Écran de fumée. Si la fécondité de la recherche n’est pas affectée par le choix des sujets, faut-il continuer à valoriser l’imprévisibilité en science ? C’est l’interrogation de Stéphanie Ruphy à la fin de son exposé. En effet, à qui profite vraiment la recherche fondamentale « désintéressée » ? Les attentes en termes de compétitivité économique sont fortes et les pressions également. Au cours de la seconde moitié du XXème siècle, plusieurs secteurs industriels ont organisé de véritables fabriques de l’ignorance en finançant un grand nombre de recherches afin de détourner les scientifiques du problème qu’ils généraient – le cancer dans le cas du tabac, le réchauffement climatique dans le cas du pétrole – et de noyer le poisson : « Les recherches, prises individuellement, étaient certainement de bonne qualité et impartiales mais a émergé un manque d’impartialité à l’échelle globale », cachant la réalité du problème ».

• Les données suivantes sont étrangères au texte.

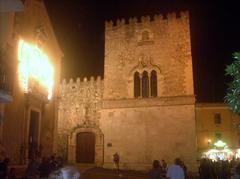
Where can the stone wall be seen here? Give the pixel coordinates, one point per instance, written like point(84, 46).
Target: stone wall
point(79, 105)
point(143, 134)
point(161, 43)
point(16, 124)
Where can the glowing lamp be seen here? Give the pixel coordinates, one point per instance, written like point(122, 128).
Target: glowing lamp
point(34, 66)
point(220, 144)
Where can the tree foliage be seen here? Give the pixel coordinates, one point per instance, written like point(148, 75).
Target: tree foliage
point(232, 97)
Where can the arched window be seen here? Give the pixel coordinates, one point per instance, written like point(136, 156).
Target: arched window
point(153, 83)
point(145, 85)
point(136, 84)
point(145, 35)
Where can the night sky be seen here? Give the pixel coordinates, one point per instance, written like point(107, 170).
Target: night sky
point(215, 35)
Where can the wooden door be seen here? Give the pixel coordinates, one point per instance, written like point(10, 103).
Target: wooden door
point(85, 150)
point(33, 134)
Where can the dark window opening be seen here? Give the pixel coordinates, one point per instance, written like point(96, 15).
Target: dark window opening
point(136, 84)
point(217, 118)
point(218, 136)
point(145, 36)
point(145, 85)
point(153, 83)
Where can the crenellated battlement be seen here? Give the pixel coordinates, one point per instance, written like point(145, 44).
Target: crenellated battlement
point(183, 15)
point(81, 87)
point(78, 81)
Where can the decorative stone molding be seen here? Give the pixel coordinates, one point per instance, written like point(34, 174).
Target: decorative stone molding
point(99, 144)
point(148, 102)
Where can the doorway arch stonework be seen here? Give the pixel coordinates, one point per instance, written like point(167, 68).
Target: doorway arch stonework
point(99, 144)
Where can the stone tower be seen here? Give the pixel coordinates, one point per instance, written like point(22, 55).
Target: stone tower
point(144, 107)
point(148, 101)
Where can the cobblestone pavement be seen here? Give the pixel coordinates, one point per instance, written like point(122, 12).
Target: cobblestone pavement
point(100, 173)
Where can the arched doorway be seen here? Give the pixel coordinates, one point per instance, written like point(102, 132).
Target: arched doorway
point(85, 149)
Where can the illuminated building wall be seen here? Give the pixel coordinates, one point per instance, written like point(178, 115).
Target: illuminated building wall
point(30, 119)
point(160, 125)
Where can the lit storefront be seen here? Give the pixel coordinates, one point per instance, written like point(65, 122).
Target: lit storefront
point(36, 74)
point(221, 151)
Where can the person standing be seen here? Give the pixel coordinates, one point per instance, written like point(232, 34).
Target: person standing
point(155, 172)
point(175, 171)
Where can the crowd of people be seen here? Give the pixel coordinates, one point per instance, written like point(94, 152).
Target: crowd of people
point(161, 170)
point(221, 169)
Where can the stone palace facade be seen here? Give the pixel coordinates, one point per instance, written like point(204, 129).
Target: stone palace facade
point(144, 109)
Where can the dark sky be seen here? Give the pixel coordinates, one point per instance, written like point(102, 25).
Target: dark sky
point(215, 29)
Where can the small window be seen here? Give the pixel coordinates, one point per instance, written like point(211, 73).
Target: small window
point(218, 136)
point(145, 36)
point(217, 118)
point(145, 85)
point(136, 84)
point(153, 83)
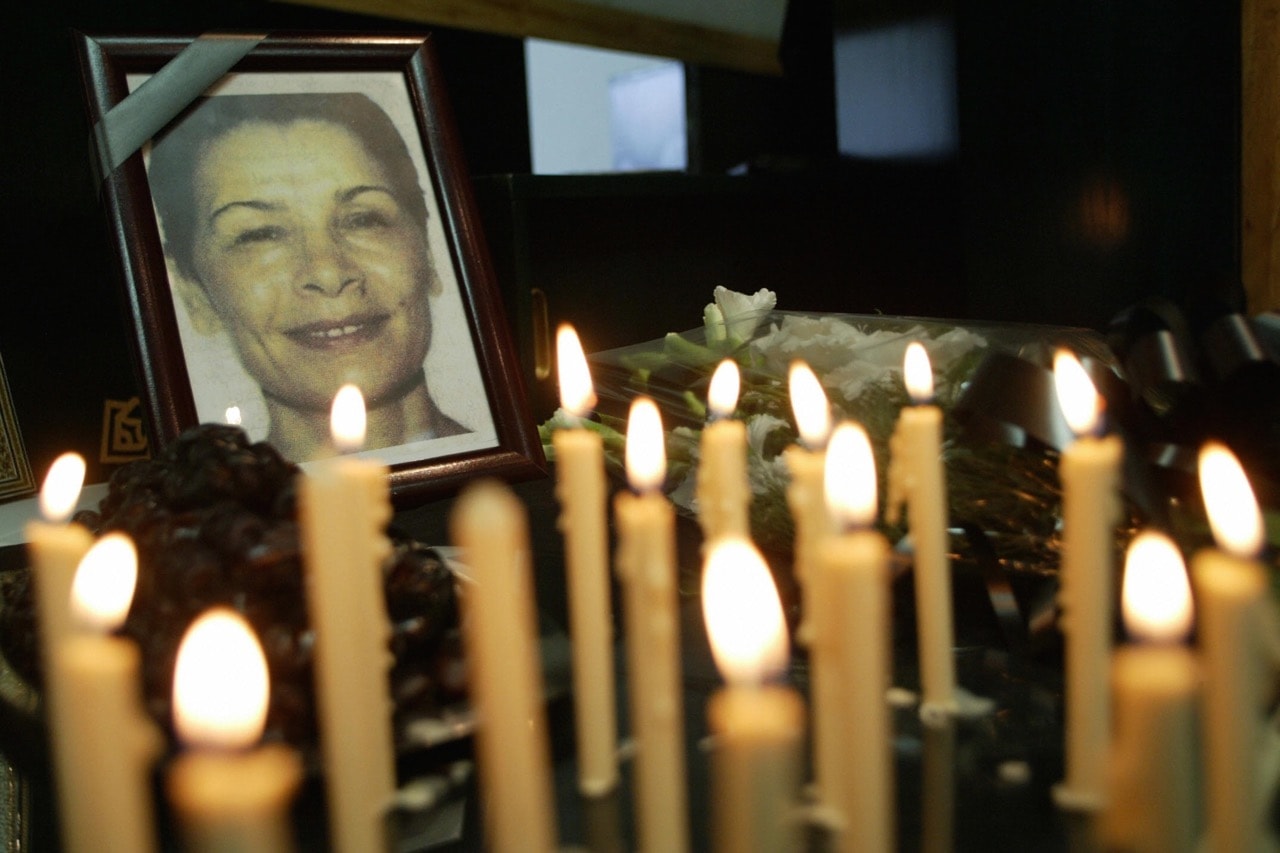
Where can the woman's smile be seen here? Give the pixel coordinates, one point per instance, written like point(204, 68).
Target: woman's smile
point(347, 333)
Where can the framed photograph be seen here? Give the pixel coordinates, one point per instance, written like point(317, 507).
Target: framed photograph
point(292, 214)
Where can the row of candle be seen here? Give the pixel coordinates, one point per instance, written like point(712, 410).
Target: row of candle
point(1139, 770)
point(1168, 694)
point(229, 790)
point(758, 724)
point(842, 566)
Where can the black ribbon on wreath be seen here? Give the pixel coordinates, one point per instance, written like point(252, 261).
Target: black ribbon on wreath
point(1170, 383)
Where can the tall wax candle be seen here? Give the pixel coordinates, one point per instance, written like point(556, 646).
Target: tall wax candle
point(103, 740)
point(723, 489)
point(807, 500)
point(231, 792)
point(851, 647)
point(55, 550)
point(1089, 470)
point(344, 506)
point(1232, 593)
point(581, 491)
point(647, 568)
point(851, 593)
point(917, 478)
point(1152, 779)
point(805, 463)
point(499, 628)
point(757, 725)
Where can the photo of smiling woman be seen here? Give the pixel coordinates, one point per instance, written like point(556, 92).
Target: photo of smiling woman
point(296, 226)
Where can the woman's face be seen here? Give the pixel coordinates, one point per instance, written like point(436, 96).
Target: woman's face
point(315, 270)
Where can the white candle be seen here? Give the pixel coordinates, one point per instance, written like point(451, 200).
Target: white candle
point(581, 491)
point(103, 740)
point(647, 568)
point(344, 506)
point(723, 491)
point(1151, 787)
point(851, 598)
point(231, 793)
point(55, 550)
point(805, 464)
point(506, 685)
point(757, 726)
point(1232, 600)
point(1089, 470)
point(917, 478)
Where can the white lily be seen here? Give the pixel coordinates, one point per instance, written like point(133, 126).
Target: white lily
point(737, 314)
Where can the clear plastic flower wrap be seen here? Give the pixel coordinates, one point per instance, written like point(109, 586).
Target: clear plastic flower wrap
point(1002, 482)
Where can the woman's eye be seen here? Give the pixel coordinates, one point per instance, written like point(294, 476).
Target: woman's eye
point(261, 235)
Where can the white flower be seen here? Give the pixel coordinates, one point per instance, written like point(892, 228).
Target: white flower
point(767, 474)
point(737, 314)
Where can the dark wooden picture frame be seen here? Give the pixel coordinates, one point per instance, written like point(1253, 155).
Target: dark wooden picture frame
point(108, 62)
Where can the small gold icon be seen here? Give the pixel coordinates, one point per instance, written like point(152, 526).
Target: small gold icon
point(123, 434)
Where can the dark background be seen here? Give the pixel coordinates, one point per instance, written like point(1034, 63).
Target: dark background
point(1097, 167)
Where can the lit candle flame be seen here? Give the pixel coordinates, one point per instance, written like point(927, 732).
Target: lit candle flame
point(104, 583)
point(1156, 594)
point(1229, 501)
point(809, 405)
point(577, 396)
point(743, 614)
point(220, 683)
point(645, 448)
point(347, 419)
point(722, 396)
point(1077, 396)
point(918, 373)
point(850, 477)
point(62, 487)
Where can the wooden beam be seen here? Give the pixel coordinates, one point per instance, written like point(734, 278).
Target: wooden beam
point(584, 23)
point(1260, 154)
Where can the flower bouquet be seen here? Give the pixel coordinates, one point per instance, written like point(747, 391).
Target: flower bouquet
point(1002, 483)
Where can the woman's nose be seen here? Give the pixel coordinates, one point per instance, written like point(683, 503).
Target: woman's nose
point(327, 267)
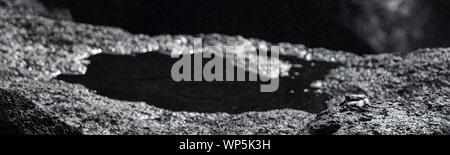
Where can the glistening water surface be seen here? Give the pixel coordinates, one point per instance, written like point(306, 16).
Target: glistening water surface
point(147, 77)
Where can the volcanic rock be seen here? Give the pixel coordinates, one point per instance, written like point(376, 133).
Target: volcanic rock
point(408, 93)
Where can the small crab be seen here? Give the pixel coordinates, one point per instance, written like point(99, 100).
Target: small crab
point(356, 100)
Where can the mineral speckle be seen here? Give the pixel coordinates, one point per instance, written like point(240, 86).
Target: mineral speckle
point(409, 94)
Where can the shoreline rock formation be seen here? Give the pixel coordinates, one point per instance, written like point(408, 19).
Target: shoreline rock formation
point(409, 94)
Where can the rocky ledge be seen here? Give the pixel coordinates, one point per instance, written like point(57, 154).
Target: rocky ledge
point(398, 94)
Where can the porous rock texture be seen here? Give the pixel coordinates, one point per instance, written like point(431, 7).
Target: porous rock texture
point(409, 93)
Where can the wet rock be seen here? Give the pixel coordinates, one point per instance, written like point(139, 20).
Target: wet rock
point(18, 116)
point(415, 116)
point(408, 93)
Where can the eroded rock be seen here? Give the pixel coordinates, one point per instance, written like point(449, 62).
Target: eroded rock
point(19, 116)
point(408, 93)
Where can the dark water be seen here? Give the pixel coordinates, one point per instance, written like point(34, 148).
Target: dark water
point(146, 77)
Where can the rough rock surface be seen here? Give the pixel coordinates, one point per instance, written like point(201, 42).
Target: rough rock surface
point(408, 93)
point(20, 117)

La fine bouche. Une méfiance légitimée plus tard par le témoignage d’un chercheur au CEA de Grenoble présent dans l’assistance : « Du discernement sur les partenariats avec le privé, on ne peut pas en avoir en temps de pénurie ». Après dix ans de collaboration avec un industriel, plusieurs thèses Cifre et des millions d’euros apportés par l’entreprise, le bilan est difficile à tirer pour cet intervenant. Arnaud Saint-Martin, sociologue des sciences et co-fondateur de RogueESR, abonde : « On discute aujourd’hui sur les ruines de l’ESR. La chose dont nous avons le plus besoin est des postes ».
« Les jeunes d’aujourd’hui devront faire des recherches bas carbone »
Mathieu Bouffard
Tous chauds. Pourtant, des jeunes chercheurs conscients des enjeux climatiques et écologiques, il y en avait dans l’amphi du laboratoire Irène Joliot-Curie en ce mercredi de mai à la température d’ailleurs bien élevée. Des doctorants, mais aussi un postdoc – que nous avions interviewé : Mathieu Bouffard, membre de Labos1point5 qui plaide, parmi d’autres, pour une reconnaissance de l’implication sur ces sujets : « Les jeunes d’aujourd’hui devront faire des recherches bas carbone. Il serait dommage de ne pas recruter les personnes qui ont envie de les faire ».